Building a Kubernetes operator - Laying the foundations
Operator is a pattern that is commonly used in the Kubernetes ecosystem. It seems that, on average, people considers a piece of code an operator if:
- it defines its own custom resources
- it runs some code in a control loop, continuously reconciling custom resources with a target system.
There are two variations of this pattern that I have also seen used: controllers and jobs. Controllers are like operators, but they do not define custom resources. Instead, they either rely on resources built in the cluster (e.g. Ingress resources) or something much simpler, such as ConfigMaps.
Jobs are even simpler as they do not have a control loop: they are just one-off scripts executed either at their deployment, or on a cron schedule. Relying on volume mounts is also something a Job could do, but I would not consider a good design for a controller/operator.
Let’s clarify the Job/Controller/Operator distinction by building a piece of code that targets AWS IAM: our code will reconcile a set of IAM roles/policies for ServiceAccounts with AWS IAM.
The reconciliation code
First of all, we need some code that takes policies/roles as input and interacts with AWS APIs.
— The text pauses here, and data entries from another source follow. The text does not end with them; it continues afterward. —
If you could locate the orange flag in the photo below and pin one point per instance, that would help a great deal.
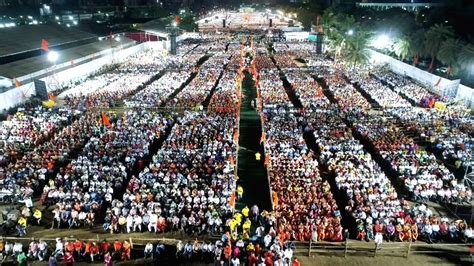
(232, 200)
(275, 199)
(262, 138)
(44, 45)
(267, 160)
(105, 120)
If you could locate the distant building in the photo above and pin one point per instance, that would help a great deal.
(410, 5)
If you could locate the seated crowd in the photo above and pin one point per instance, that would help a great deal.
(442, 131)
(188, 184)
(422, 175)
(383, 95)
(403, 85)
(302, 201)
(199, 88)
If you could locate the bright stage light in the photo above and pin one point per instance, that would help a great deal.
(53, 56)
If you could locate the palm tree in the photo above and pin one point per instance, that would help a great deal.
(434, 37)
(466, 58)
(356, 50)
(448, 53)
(417, 45)
(402, 47)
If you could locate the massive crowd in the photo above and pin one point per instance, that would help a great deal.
(144, 170)
(416, 93)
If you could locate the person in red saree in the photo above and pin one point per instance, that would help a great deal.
(338, 237)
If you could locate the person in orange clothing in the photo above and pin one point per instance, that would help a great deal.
(77, 248)
(117, 249)
(296, 262)
(87, 249)
(94, 251)
(104, 247)
(414, 232)
(70, 247)
(275, 199)
(127, 249)
(227, 252)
We will use the code below as reference.
import boto3
import json
import os
import yaml
def policy_arn(aws_account_id, name):
return f"arn:aws:iam::{aws_account_id}:policy/{name}"
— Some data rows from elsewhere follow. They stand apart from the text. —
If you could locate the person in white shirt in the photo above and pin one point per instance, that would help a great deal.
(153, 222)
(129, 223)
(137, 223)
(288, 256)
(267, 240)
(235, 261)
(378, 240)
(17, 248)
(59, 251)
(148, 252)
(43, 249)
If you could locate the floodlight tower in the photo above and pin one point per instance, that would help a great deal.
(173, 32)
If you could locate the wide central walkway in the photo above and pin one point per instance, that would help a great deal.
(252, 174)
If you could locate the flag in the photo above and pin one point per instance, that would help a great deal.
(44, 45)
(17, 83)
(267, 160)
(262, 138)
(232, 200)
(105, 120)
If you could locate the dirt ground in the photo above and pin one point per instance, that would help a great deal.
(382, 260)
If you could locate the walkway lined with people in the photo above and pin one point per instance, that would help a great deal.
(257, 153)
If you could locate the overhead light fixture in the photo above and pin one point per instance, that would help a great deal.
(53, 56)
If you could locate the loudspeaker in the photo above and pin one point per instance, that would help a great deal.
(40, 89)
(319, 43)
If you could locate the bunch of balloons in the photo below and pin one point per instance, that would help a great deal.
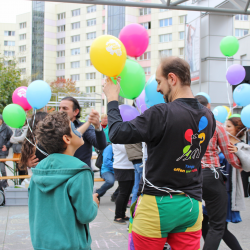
(36, 96)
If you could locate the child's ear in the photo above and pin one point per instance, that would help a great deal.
(66, 139)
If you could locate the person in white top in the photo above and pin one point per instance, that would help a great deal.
(124, 174)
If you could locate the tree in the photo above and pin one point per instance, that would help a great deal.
(10, 79)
def reconcile_policies(client, aws_account_id, policies):
"""
Reconcile policy documents to policy names
Format of
policies = {
"policyname": "policy........doc"
"polname2": "policy........doc"
}
"""
policies_to_delete = []
policies_to_update = []
policies_to_add = list(policies.keys())
for policy_instance in client.list_policies(Scope="Local")["Policies"]:
if policy_instance['PolicyName'] not in policies.keys():
policies_to_delete.append(policy_instance['PolicyName'])
else:
policies_to_update.append(policy_instance['PolicyName'])
policies_to_add.remove(policy_instance['PolicyName'])
for policy_name in policies_to_delete:
client.delete_policy(PolicyArn=policy_arn(aws_account_id, policy_name))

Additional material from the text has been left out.